Het aandeel Procter & Gamble (P&G) heeft sinds 1 januari een rendement opgeleverd van 29,7%. Dat is een beter resultaat dan de S&P500, die het met een plus van 15,2% moet doen. Over twaalf maanden gemeten is het verschil nog veel groter: P&G staat 42,5% hoger dan een jaar geleden, terwijl de S&P500-index niet verder komt dan +1,1%. Als gevolg van de stijging is de koers/winstverhouding van het aandeel opgelopen tot ongeveer 27. Dat is het hoogste niveau in meer dan tien jaar.
Amper groei
Wat is de oorzaak van deze prestatie van het aandeel P&G? De omzetontwikkeling kan het haast niet zijn. In het eind juni afgelopen (gebroken) boekjaar steeg deze met 1,3%. De gemiddelde jaarlijkse groei over de afgelopen drie jaar bedraagt een magere 1,2%. Ook de winst is zeker niet hard opgelopen. In het afgelopen boekjaar was de winst per aandeel (wpa) zelfs lager door een grote afboeking. Zonder deze last zou de wpa met 3,5% zijn gestegen. Geen slecht resultaat, maar het kan toch moeilijk een reden genoemd worden voor een stijging van het aandeel van tientallen procenten. Ook de financiële positie is niet zo sterk dat het aandeel daardoor een koopje was of is.

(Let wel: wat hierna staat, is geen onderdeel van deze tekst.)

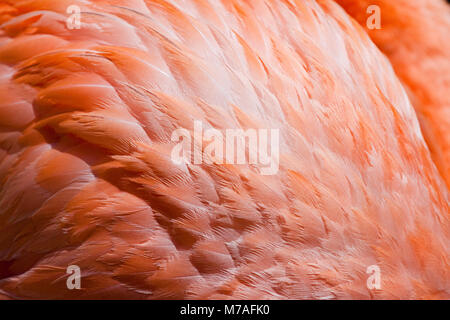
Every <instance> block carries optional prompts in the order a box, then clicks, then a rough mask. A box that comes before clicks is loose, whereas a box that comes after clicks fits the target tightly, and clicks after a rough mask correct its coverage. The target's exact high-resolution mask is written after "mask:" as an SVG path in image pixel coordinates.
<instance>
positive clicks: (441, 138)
mask: <svg viewBox="0 0 450 320" xmlns="http://www.w3.org/2000/svg"><path fill="white" fill-rule="evenodd" d="M337 3H339V4H340V5H342V6H343V7H344V8H345V9H346V10H347V12H348V13H349V14H351V15H352V16H353V17H354V18H355V19H357V20H358V21H359V22H360V23H361V25H362V26H364V27H365V28H366V30H367V31H368V33H369V35H370V37H371V38H372V40H373V41H374V42H375V44H376V45H377V46H378V47H379V48H380V49H381V51H383V52H384V53H385V54H386V55H387V56H388V57H389V59H390V61H391V62H392V64H393V66H394V69H395V72H396V73H397V75H398V76H399V78H400V80H401V81H402V82H403V85H404V86H405V88H406V90H407V93H408V95H409V97H410V99H411V102H412V104H413V106H414V107H415V109H416V113H417V116H418V118H419V121H420V124H421V127H422V132H423V133H424V137H425V141H426V142H427V144H428V146H429V149H430V151H431V155H432V158H433V160H434V162H435V163H436V165H437V168H438V169H439V171H440V173H441V175H442V176H443V177H444V179H445V181H446V182H447V186H448V187H450V41H448V38H449V36H448V32H449V30H450V7H449V6H448V5H447V4H446V3H445V2H444V1H439V0H431V1H430V0H415V1H408V0H396V1H392V0H375V1H374V0H358V1H355V0H337ZM371 5H377V6H378V7H379V8H380V12H381V24H382V28H381V29H373V28H372V29H370V28H368V27H367V26H368V24H367V23H366V22H367V16H368V14H367V8H368V7H369V6H371Z"/></svg>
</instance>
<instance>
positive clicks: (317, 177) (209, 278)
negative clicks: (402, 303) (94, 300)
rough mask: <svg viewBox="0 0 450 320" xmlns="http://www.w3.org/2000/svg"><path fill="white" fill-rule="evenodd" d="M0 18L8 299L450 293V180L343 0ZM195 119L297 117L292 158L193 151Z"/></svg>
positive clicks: (0, 88)
mask: <svg viewBox="0 0 450 320" xmlns="http://www.w3.org/2000/svg"><path fill="white" fill-rule="evenodd" d="M71 5H78V6H79V7H80V8H81V28H80V29H75V30H69V29H68V28H67V27H66V22H67V18H68V14H67V11H66V10H67V8H68V7H69V6H71ZM0 24H1V27H0V29H1V31H0V32H1V33H0V295H2V296H4V297H5V298H11V299H27V298H28V299H29V298H39V299H73V298H90V299H99V298H121V299H345V298H353V299H358V298H360V299H371V298H375V299H383V298H384V299H386V298H401V299H408V298H447V299H448V298H450V291H449V290H450V268H449V264H450V262H449V247H448V244H449V236H450V235H449V232H450V229H449V208H448V191H447V188H446V187H445V184H444V182H443V180H442V179H441V177H440V176H439V173H438V171H437V169H436V167H435V165H434V163H433V161H432V159H431V156H430V152H429V150H428V148H427V146H426V143H425V140H424V138H423V136H422V133H421V130H420V127H419V122H418V120H417V117H416V114H415V112H414V109H413V107H412V105H411V103H410V101H409V99H408V96H407V93H406V92H405V90H404V88H403V86H402V84H401V83H400V81H399V80H398V78H397V76H396V75H395V73H394V71H393V69H392V67H391V64H390V62H389V61H388V59H387V58H386V57H385V56H383V54H382V53H381V52H380V51H379V50H378V48H377V47H376V45H375V44H374V43H373V42H372V41H371V40H370V38H369V37H368V36H367V35H366V33H365V32H364V30H363V29H362V28H361V27H360V26H359V25H357V24H356V23H355V22H354V21H353V20H352V19H351V17H350V16H349V15H347V14H346V13H345V11H344V10H343V9H342V8H341V7H340V6H338V5H337V4H336V3H335V2H334V1H330V0H320V1H312V0H301V1H300V0H283V1H281V0H280V1H269V0H266V1H264V0H250V1H243V0H222V1H218V0H217V1H213V0H184V1H170V0H145V1H144V0H123V1H118V0H117V1H116V0H98V1H88V0H83V1H81V0H79V1H75V0H59V1H54V0H34V1H31V0H2V1H0ZM196 120H199V121H202V123H203V124H204V126H205V127H214V128H216V129H219V130H226V129H239V128H242V129H247V128H277V129H279V130H280V148H279V150H280V164H279V171H278V173H277V174H275V175H271V176H264V175H261V174H260V172H259V171H258V168H257V167H256V166H254V165H245V164H244V165H242V164H236V165H232V164H201V165H194V164H189V163H182V164H176V163H174V162H173V161H172V160H171V150H172V148H173V146H174V142H172V141H171V134H172V132H173V131H174V130H176V129H178V128H186V129H187V130H189V131H190V132H192V131H193V130H194V128H193V126H194V122H195V121H196ZM196 143H198V141H196ZM200 148H201V147H200ZM70 265H77V266H79V267H80V268H81V270H82V280H81V283H82V288H81V290H68V289H67V287H66V279H67V274H66V268H67V267H68V266H70ZM370 265H378V266H379V268H380V270H381V280H382V281H381V288H380V289H379V290H370V289H368V288H367V285H366V281H367V277H368V275H367V273H366V270H367V267H368V266H370Z"/></svg>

Ook voor andere aandelen is een dergelijk beeld te schetsen: hoge koersen, zonder dat de resultaten bijzonder goed zijn. Zo heeft McDonald’s te maken met een langzaam dalende omzet, maar staat het aandeel op de hoogste k/w sinds jaren. De fastfoodketen doet het de laatste tijd veel beter dan de S&P500. In Europa is het aandeel Nestlé en hoogvlieger, waardoor de waardering fors is opgelopen, en ook hier is de groei niet zo bijzonder. Waarom zijn beleggers bereid zoveel te betalen voor dit soort aandelen?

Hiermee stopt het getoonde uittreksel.